The people, the places are all fictitious.
Only the police routine is based on established investigatory technique.
The phone was ringing as Carella came into the squadroom. The clock on the wall read 11:45 p.m.
"I'm out of here," Parker said, shrugging into his overcoat.
Carella picked up. "Eighty-seventh Squad," he said. "Detective Carella."
Hawes was coming into the squadroom, blowing on his hands.
"We're on our way," Carella said, and hung up the phone. Hawes was taking off his coat. "Leave it on," Carella said.
The woman was lying just inside the door to her apartment. She was still wearing an out-of-fashion mink going orange. Her hair was styled in what used to be called finger waves. Silver-blue hair. Orange-brown mink. It was twelve degrees Fahrenheit out there in the street tonight, but under the mink she was wearing only a flowered cotton housedress. Scuffed French-heeled shoes on her feet. Wrinkled hose. Hearing aid in her right ear. She must have been around eighty-five or so. Someone had shot her twice in the chest. Someone had also shot and killed her cat, a fat female tabby with a bullet hole in her chest and blood in her matted fur.

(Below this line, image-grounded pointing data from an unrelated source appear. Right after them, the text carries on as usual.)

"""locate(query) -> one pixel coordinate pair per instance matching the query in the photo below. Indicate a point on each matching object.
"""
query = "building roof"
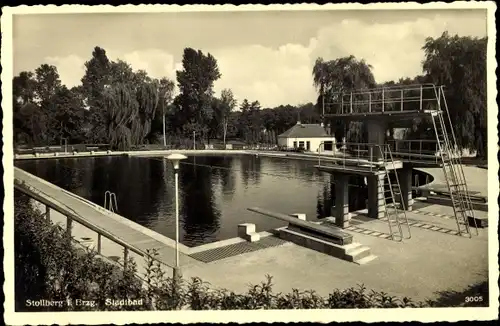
(305, 131)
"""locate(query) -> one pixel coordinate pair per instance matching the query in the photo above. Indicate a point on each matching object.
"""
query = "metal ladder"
(110, 202)
(452, 168)
(391, 209)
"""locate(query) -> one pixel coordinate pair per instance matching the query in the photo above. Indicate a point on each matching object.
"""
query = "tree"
(94, 82)
(195, 81)
(47, 83)
(459, 63)
(121, 110)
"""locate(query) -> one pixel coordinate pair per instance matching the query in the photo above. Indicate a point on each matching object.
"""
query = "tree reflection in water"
(215, 191)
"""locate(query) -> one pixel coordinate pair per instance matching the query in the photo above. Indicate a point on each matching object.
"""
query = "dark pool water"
(215, 191)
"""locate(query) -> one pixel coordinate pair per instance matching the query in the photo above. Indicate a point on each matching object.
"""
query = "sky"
(266, 56)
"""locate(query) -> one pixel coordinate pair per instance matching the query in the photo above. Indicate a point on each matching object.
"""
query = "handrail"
(73, 216)
(382, 99)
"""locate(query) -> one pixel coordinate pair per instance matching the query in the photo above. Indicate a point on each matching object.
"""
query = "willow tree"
(335, 77)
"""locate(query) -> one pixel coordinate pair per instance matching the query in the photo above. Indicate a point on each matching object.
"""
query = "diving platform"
(359, 168)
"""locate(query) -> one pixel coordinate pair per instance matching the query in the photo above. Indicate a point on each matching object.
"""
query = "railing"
(351, 154)
(384, 99)
(73, 216)
(110, 202)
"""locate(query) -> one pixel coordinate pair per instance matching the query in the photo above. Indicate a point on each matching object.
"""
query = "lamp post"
(175, 159)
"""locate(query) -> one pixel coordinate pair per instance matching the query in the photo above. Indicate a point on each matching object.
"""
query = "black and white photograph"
(283, 163)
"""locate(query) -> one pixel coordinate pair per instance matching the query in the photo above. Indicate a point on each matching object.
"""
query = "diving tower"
(390, 194)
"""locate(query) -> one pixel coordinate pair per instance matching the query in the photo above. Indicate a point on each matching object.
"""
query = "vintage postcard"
(283, 163)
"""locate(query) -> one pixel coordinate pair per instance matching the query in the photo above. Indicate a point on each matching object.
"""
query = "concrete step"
(365, 260)
(358, 254)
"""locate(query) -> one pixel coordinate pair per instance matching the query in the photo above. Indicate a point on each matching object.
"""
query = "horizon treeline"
(123, 107)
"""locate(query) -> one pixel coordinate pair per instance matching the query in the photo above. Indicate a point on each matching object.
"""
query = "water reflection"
(215, 191)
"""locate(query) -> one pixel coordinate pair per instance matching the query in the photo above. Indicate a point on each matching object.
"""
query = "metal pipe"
(176, 219)
(383, 97)
(69, 225)
(370, 102)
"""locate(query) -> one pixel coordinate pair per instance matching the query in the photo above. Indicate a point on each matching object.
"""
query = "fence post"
(421, 96)
(351, 102)
(370, 102)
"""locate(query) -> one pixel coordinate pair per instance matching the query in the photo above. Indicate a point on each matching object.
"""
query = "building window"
(328, 145)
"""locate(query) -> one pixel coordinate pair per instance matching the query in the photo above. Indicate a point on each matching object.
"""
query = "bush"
(49, 266)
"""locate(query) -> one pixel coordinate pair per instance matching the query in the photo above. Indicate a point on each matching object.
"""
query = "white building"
(308, 136)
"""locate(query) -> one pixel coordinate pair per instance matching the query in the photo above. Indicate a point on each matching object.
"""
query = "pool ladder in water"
(110, 202)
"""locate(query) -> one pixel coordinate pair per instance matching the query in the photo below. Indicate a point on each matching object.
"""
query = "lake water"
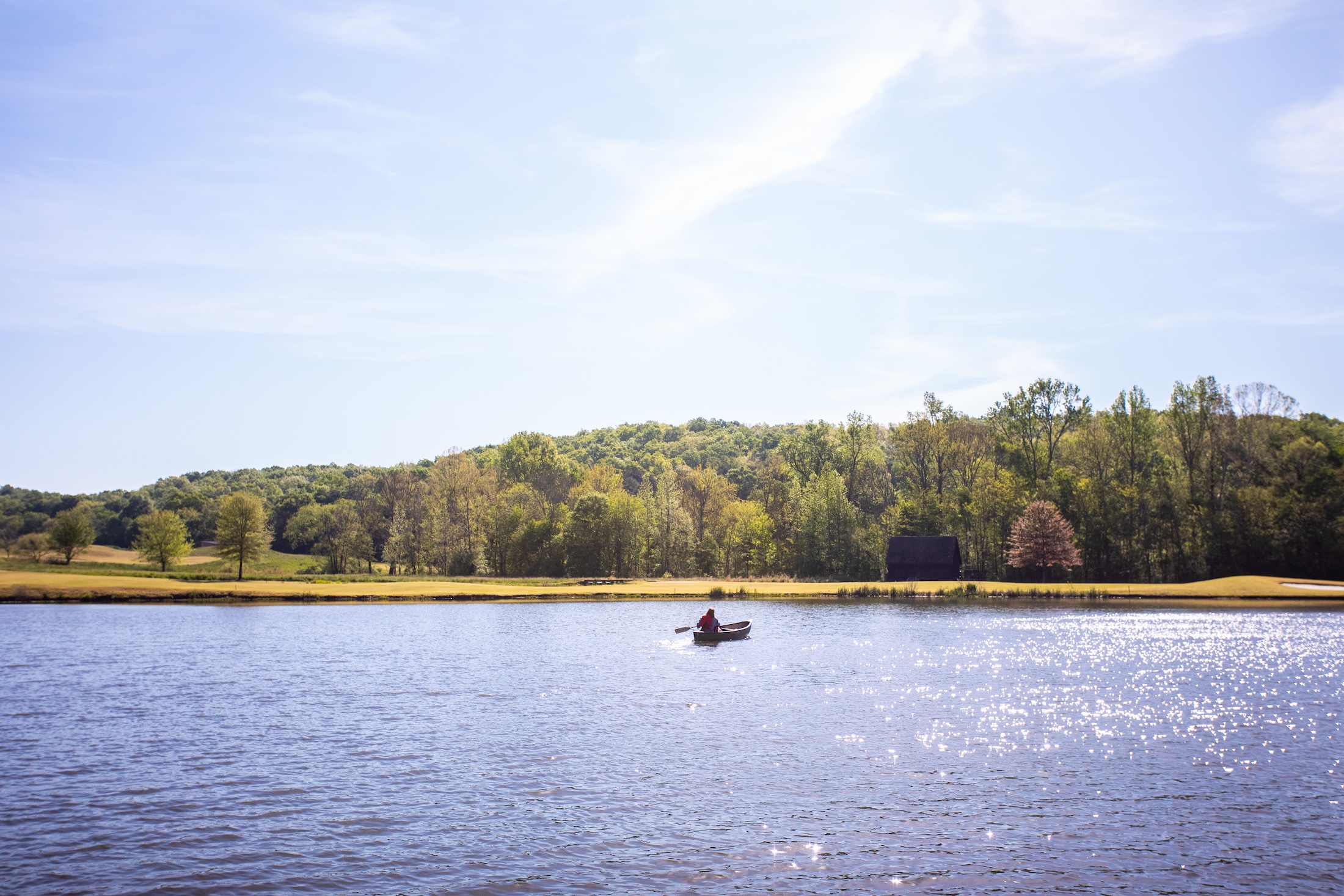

The Homicide cops had got here first. When Carella and Hawes walked in, they were still speculating on what had happened.
"Keys on the floor there, must've nailed her the minute she come in the apartment," Monoghan said.

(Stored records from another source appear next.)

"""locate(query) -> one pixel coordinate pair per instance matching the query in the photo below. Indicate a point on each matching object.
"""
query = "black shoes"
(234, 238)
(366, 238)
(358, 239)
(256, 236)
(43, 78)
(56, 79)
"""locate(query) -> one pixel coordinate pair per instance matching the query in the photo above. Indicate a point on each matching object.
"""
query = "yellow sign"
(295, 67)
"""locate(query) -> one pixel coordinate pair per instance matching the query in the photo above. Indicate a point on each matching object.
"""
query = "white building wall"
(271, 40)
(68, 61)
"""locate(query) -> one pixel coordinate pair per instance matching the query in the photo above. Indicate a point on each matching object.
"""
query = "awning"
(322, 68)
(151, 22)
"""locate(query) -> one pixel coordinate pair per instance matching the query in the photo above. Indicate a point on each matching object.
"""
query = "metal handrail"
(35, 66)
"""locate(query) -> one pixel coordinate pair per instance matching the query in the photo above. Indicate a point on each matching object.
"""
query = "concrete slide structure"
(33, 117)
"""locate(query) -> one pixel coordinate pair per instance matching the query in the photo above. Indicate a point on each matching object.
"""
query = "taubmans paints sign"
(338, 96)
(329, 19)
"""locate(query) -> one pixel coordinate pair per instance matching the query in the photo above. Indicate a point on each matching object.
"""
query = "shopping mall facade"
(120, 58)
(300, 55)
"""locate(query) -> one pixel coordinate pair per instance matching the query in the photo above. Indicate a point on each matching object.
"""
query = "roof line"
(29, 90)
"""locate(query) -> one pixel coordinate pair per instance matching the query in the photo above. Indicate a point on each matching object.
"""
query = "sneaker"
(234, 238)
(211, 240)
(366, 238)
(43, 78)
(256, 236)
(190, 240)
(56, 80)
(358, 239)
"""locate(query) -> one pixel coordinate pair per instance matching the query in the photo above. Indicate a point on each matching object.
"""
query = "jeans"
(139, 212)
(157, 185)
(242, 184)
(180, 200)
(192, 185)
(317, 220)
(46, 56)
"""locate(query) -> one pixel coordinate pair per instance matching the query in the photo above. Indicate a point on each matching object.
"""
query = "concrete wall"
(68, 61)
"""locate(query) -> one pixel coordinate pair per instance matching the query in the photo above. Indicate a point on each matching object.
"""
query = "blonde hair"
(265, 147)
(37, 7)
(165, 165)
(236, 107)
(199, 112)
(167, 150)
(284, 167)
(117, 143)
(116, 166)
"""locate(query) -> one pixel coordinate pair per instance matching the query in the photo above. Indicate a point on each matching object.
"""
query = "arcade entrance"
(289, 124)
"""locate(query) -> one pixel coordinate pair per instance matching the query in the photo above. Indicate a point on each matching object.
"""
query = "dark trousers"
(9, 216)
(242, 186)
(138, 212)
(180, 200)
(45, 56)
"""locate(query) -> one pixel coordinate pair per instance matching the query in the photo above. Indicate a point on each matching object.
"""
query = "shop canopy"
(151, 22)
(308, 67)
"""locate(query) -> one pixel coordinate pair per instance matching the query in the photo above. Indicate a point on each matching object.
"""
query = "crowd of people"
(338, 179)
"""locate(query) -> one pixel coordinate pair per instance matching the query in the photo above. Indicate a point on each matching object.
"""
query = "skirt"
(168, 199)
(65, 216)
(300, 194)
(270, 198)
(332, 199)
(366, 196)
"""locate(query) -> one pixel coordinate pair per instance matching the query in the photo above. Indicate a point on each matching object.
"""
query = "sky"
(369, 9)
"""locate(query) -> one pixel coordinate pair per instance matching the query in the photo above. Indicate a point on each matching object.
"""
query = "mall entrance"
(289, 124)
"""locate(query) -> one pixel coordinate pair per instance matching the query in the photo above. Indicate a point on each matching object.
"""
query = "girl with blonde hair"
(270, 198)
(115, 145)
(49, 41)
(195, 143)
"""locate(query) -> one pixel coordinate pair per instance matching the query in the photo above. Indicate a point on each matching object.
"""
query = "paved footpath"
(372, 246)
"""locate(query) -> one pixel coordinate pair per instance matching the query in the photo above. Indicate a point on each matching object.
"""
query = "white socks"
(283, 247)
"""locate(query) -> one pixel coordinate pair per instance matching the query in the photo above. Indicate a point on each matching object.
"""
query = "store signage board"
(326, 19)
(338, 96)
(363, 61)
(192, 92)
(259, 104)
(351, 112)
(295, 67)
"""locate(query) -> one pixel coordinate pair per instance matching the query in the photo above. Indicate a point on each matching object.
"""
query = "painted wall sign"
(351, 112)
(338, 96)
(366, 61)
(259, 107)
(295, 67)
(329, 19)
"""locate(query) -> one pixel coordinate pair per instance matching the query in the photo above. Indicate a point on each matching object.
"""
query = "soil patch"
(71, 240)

"Unlocks the door, blooie," Monroe said.
It was chilly in the apartment; both men were still wearing their outer clothing, black overcoats, black fedoras, black leather gloves. In this city, the appearance of Homicide Division detectives was mandatory at the scene, even though the actual investigation fell to the responding precinct detectives. Monoghan and Monroe liked to think of themselves as supervisory and advisory professionals, creative mentors so to speak. They felt black was a fitting color, or lack of color, for professional Homicide Division mentors. Like two stout giant penquins, shoulders hunched, heads bent, they stood peering down at the dead old woman on the worn carpet. Carella and Hawes, coming into the apartment, had to walk around them to avoid stepping on the corpse.
"Look who's here," Monoghan said, without looking up at them.
Carella and Hawes were freezing cold. On a night like tonight, they didn't feel they needed either advice or supervision, creative or otherwise. All they wanted to do was get on with the job. The area just inside the door smelled of whiskey. This was the first thing both cops registered. The second was the broken bottle in the brown paper bag, lying just out of reach of the old woman's bony arthritic hand. The curled fingers seemed extraordinarily long.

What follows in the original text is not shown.